La Création est seulement la moitié du Jeu de l’Existence. Ainsi les hommes adorent généralement seulement un aspect de Dieu. Mais les hindous Le louent dans sa totalité, pour la beauté de Son Jeu. Ils Le louent dans la Destruction, aussi bien que dans la Création. Ils louent Son Energie (Shakti) dans la Mère Kali, dans Durga, dans Jagaddatri, dans Chinnamasta, détruisant et recréant continuellement Son Etre même ; dans les dix Mahavidyas, qui ne sont qu’un et le même. Ils Le louent dans le Roi Dansant (Natarâj) dont les pieds piétinent la vie, et la détruisent dans un rythme furieux … pendant que Son visage serein, exprimant la Connaissance, reste aussi calme que la mer souriante.
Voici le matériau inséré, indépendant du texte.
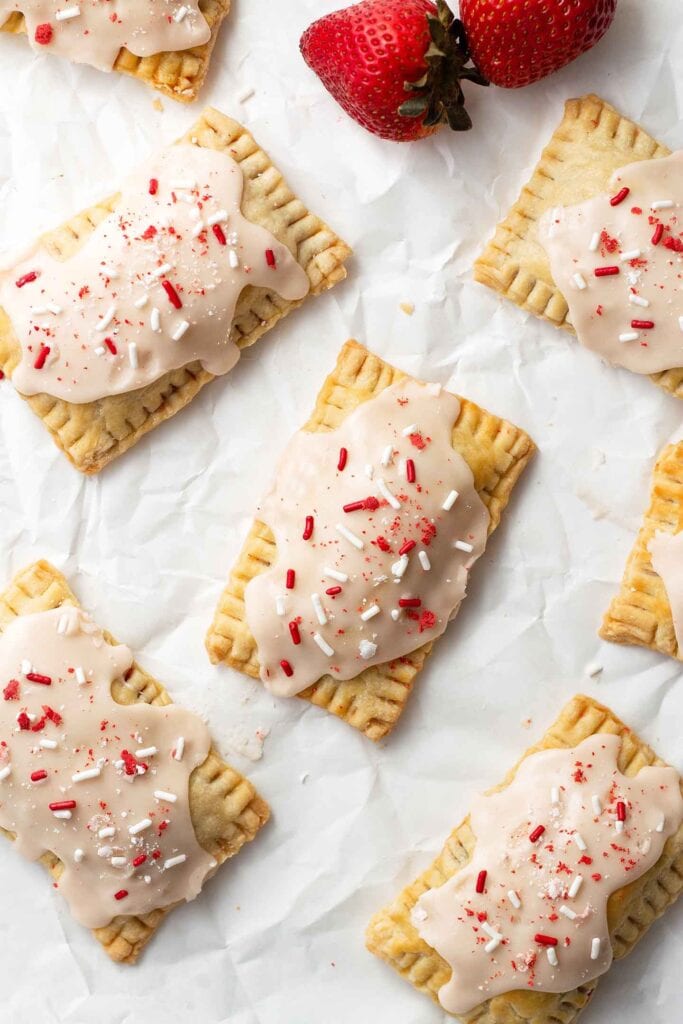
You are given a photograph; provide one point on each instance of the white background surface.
(278, 937)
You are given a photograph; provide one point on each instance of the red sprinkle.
(220, 235)
(173, 296)
(41, 357)
(35, 678)
(620, 197)
(28, 279)
(605, 271)
(294, 632)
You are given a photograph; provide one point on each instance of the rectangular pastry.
(648, 608)
(341, 591)
(114, 323)
(116, 791)
(558, 870)
(591, 244)
(167, 45)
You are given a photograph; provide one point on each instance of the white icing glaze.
(363, 623)
(495, 946)
(667, 555)
(91, 730)
(647, 288)
(101, 28)
(88, 310)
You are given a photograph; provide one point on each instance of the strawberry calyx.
(437, 96)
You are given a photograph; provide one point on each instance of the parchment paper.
(278, 937)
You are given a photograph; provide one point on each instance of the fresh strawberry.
(515, 42)
(394, 66)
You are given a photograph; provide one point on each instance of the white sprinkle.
(174, 861)
(324, 645)
(370, 612)
(334, 574)
(163, 795)
(387, 456)
(579, 840)
(348, 536)
(139, 826)
(180, 330)
(318, 609)
(451, 500)
(367, 649)
(577, 883)
(67, 13)
(83, 776)
(107, 318)
(638, 300)
(399, 566)
(386, 494)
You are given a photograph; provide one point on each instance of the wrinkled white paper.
(278, 937)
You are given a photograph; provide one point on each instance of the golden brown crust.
(178, 74)
(95, 433)
(497, 453)
(640, 613)
(590, 143)
(225, 808)
(630, 911)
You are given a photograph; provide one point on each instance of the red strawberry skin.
(365, 54)
(516, 42)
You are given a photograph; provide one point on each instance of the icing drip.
(617, 260)
(377, 525)
(92, 32)
(154, 288)
(102, 785)
(667, 554)
(528, 911)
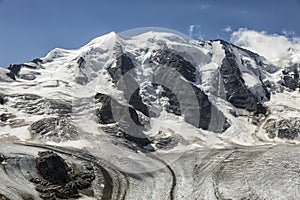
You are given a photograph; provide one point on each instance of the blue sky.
(31, 28)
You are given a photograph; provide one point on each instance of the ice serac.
(155, 111)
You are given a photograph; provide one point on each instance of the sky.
(31, 28)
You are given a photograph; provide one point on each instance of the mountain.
(141, 111)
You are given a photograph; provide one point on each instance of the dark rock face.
(16, 68)
(52, 167)
(177, 62)
(284, 129)
(196, 107)
(291, 78)
(59, 181)
(34, 104)
(236, 91)
(104, 113)
(174, 105)
(2, 99)
(5, 116)
(130, 122)
(54, 129)
(123, 65)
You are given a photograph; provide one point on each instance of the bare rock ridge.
(142, 117)
(58, 179)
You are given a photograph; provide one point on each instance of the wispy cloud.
(227, 29)
(288, 33)
(195, 32)
(205, 6)
(276, 48)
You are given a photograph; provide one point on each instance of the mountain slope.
(137, 104)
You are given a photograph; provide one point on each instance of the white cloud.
(278, 49)
(195, 32)
(204, 7)
(227, 29)
(288, 33)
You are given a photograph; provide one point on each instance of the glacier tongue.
(154, 110)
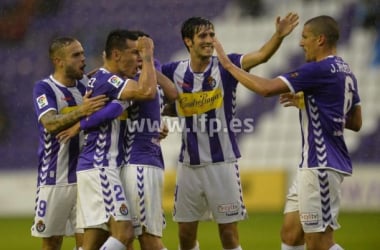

La Création et la Destruction ne sont qu’une seule et même chose, pour les yeux qui peuvent voir la Beauté.
Et la plus grande louange qu’on puisse faire à l’Inde est celle-ci : ce n’est pas seulement son peuple qui est beau ; ce ne sont pas seulement sa vie quotidienne et son culte qui sont beaux ; mais au milieu du monde utilitaire, humanitaire, dogmatique, de notre époque, elle continue à proclamer la valeur essentielle de la Beauté pour l’amour de la Beauté, à travers sa conception particulière de la Divinité, de la religion et de la vie.
Le texte qui précède constitue le troisième chapitre du livre de Savitri Devi : A Warning to the Hindus (Calcutta, 1939).
La dernière forteresse des Anciens Idéaux
Pour ceux qui sont de race indo-européenne et qui regardent la conquête de l’Europe païenne par le christianisme comme une décadence, cela donne à l’Inde hindoue une place à part. Cela fait d’elle la dernière forteresse de très anciens idéaux, de très vieilles et très belles conceptions religieuses et métaphysiques, qui ont déjà disparu en Europe. Cela fait d’elle la dernière branche fleurie et féconde d’un Arbre inestimable qui a été massacré, mutilé et stérilisé depuis deux mille ans.